At first I decided that taking my ‘food temperature’ really wasn’t going to work and that I’d have to include an emotional component …. am I happy? Sad? Excited? Worried? I came up with a complex formula that I was hoping would help me pinpoint whether I was ‘really’ hungry or just ‘emotionally’ deprived. I tried zones, colors, targets, you name it.
Not surprisingly, my first attempt at using that system didn’t work too well. It had certain advantages, particularly in liberating me from having to count the calories in fruits and vegetables. It also steered me away from high-sugar foods and towards healthier alternatives. But I overcomplicated things with my introspective approach which quickly became too tedious to continue.
Fortunately, although I’m resistant to change, I’m not completely closed-minded. I was willing to accept that there could be other approaches that might work, and going down a different path caused me to see things in a different light. For example, for years I had resisted fat free cottage cheese because the mere thought of it bored and disgusted me. (Of course, I’d never actually TASTED it). Once I tried it, however, I was totally sold.

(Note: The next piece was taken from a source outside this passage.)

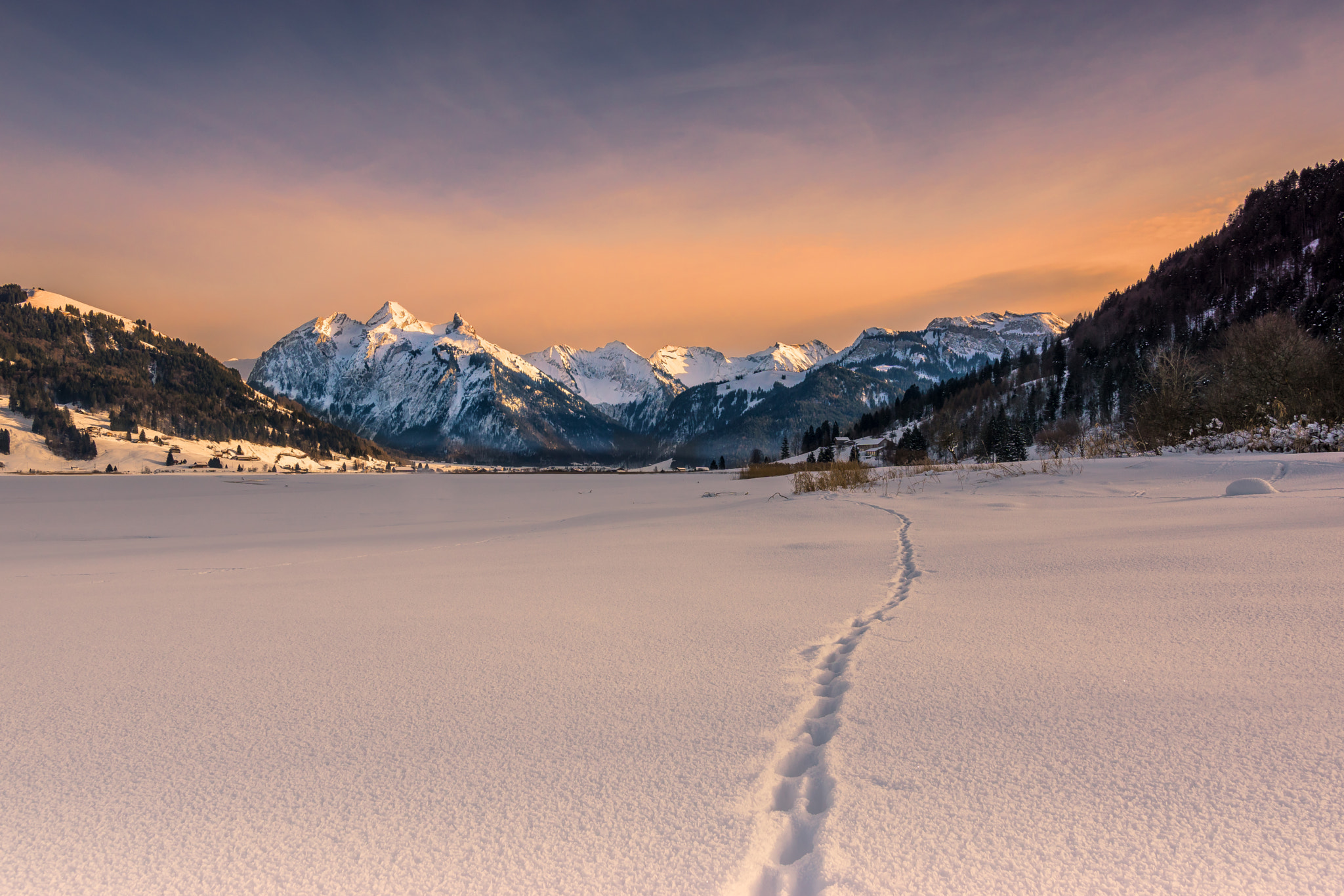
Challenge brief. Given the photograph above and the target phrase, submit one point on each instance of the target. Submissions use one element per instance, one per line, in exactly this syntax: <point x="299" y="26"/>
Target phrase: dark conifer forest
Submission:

It wasn’t long before I went back to my tried-and-true calorie tracking program, but my belief system had nonetheless been changed. In particular, it helped me see that what works for me might not work for everyone. And it’s okay that what worked for me in the past might not always work for me in the future, because there can be new and different futures that I hadn’t previously suspected.
The best lesson I learned was to allow myself to clear away the emotional signals in my head and listen for the physical ones. For forty years I’d taught myself to eat up until I was bursting. There was a level of emotional comfort in that (and there still can be), but I discovered that I was actually ignoring my physical discomfort. Once I’d tapped into the idea of checking for clues about satiety, it helped me understand, and plan for, true hunger.
Its all still a work in progress. But now I’m full of ideas, instead of cookies. I’d be interested in what clues you might have found that help you know when to stop.